Bodycam footage shows the dramatic moment that a New York state trooper shot an 'erratic driver' and said 'you dumb*' (oh my God not that!) when the man backed up into a ramp and died. Trooper Anthony Nigro, a 14-year veteran, is now under investigation (Common practice with all OIS) after he chased down James Huber, 38, shortly after 11am on February 12, according to several videos released by the office of Attorney General Letitia James. One video shows Nigro approaching Huber after he got off Interstate 90 and started driving through downtown Buffalo. Nigro, who makes $168,182 a year, (The relevance of this being?) gets out of his car with his gun drawn (My God no! he pointed his weapon at "person of color" after chasing him and giving him a lawful order to exit the vehicle) and points it at Huber, who is still sitting in his vehicle in the middle of the street. 'Get the f** out! Get the f*.. .Get out! Get out!' (Again with the potty mouth...SHM) he yells. 'Go away,' (Doesn't the NYSP know this in the magic word / get out of jail free card) Huber responds. Nigro grabs Huber by his jacket and tries to drag him out. Nigro then fires his handgun into the driver's seat. Huber's car suddenly backs up and flips over the side of a ramp. 'You dumba,' Nigro says after calling for an ambulance. (Oh no, more foul language, take his Badge and pension) It's unclear whether he was referring to himself or the suspect. (I'm putting my money he was referring to the suspect, due to the fact the dead bad guy was trying to get away and it probably wouldn't have phased him if he had to drag the cop to his death) Huber was seen driving 'erratically' on the highway that morning, according to the Erie Times-News. Troopers tried to stop him as he allegedly flew by at 100 mi per hour. Attorney General James said the Office of Special Investigation was looking into the incident pursuant to state law, which requires a review any time a law enforcement officer is involved in the death of a civilian. The state attorney's office says the videos were released 'in order to increase transparency and strengthen public trust in these matters,' according to the Buffalo News. 'The release of this footage is not an expression of any opinion as to the guilt or innocence of any party in a criminal matter or any opinion as to how or whether any individual may be charged with a crime,' the office said.


----------



## Hush (Feb 1, 2009)

Maybe the "you dumbass" comment was directed at himself, for being such a dumbass and sticking his gun and entire arm in the passenger compartment.


----------



## WMA7787 (May 4, 2014)

Yea…. Not good for the trooper


----------



## RodneyFarva (Jan 18, 2007)

On face value of the video alone it looks really bad for the Trooper, I agree, that being said I want to know everything that lead up the shoot. In the article there was a brief mention of a chase and erratic operation. What if the Trooper saw something in the vehicle while trying to yank him out. 

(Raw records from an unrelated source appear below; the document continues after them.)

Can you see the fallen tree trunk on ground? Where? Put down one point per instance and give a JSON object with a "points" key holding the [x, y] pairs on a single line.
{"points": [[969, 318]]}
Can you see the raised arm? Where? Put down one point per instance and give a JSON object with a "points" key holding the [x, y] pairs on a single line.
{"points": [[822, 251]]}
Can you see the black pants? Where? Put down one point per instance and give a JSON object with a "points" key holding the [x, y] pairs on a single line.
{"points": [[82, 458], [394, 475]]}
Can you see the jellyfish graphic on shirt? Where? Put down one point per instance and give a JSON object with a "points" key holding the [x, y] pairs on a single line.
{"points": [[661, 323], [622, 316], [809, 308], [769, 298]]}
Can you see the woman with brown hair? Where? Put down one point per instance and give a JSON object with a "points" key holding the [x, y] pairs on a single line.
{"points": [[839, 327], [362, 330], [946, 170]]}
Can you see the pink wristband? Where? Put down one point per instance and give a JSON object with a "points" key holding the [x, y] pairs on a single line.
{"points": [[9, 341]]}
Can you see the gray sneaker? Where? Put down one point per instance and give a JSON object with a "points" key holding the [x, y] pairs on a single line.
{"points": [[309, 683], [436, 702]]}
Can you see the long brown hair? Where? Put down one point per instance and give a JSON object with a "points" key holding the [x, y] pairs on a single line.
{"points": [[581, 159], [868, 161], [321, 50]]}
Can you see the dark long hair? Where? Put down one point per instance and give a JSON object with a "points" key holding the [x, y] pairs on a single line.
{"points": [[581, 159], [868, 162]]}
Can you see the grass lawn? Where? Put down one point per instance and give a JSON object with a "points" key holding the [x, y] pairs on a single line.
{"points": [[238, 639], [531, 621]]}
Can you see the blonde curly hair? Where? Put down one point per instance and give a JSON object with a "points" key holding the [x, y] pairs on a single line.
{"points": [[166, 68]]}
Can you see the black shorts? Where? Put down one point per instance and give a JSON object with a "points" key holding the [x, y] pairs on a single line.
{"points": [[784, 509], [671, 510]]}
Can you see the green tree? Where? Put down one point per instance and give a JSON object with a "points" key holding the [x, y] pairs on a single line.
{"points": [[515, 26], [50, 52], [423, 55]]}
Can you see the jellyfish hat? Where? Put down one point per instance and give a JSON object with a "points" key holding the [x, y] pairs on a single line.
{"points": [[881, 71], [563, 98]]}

Perhaps this guy just killed or severely assaulted someone in a other jurisdiction and was know to be violent felon. The Trooper may have thought he was going to be dragged to death or believed the suspect was going to use his vehicle as a weapon and kill the Trooper. 

Perhaps they had knowledge he was planning to be the next Tim McVeigh or Adam Lanza, we simply don't know. If life and experience has taught us anything about police work it is our job is anything but routine and sometimes it can be brutal, bloody and looks absolutely horrific. 

This is why everyone should know Graham vs. Connor inside and out. This Trooper felt he had to make a split second decision under extremely stressful conditions, and we don't know what that was yet. Reaching into the car with gun drawn grabbing the suspects coat to pull him out is stupid and dangerous, but at the time the Trooper may have felt it was the best way to apprehend the suspect and mitigate any further collateral damage, when that failed as we saw, now it was time to press.. press.. and end it. Game Over.

We are lucky enough to be afforded with 20/20 hindsight knowing the true outcome of the incident after the fact. 

For example take a second and think about the 2012 Aurora, Colorado theater shooting. Lets say hypothetically the theater hired a detail for security and in walks James Holms dressed in all black tactical gear, yeah sure you could do a Terry stop and frisk him, but as far as you can see he is just another freak show going in to watch the new Batman movie. Now lets hit replay and say as Holms enters the lobby the cop puts two in his chest and one in the head because he saw the butt of a gun on his hip, well, that cop better like Raman and honey buns. Its not illegal to play dress up in BDU's and its also not illegal to carry a firearm. Now on the other side of the coin say after the cop shot him in the lobby and post shoot they find out Holms had a plan for mass murder, the officer would have been hailed as a hero.


----------



## LA Copper (Feb 11, 2005)

The whole point is the trooper never should have approached the driver's window like that in the first place. That was ridiculous. And then sticking his arms inside the car and grabbing the suspect with a gun in his hand was nuts. Bad things happen when you do dumb things. This is a great example of that.

We have to stop letting our adrenaline get the best of us. The trooper was "pissed off" and let his emotions dictate what he did. That's almost never a good or safe thing.


----------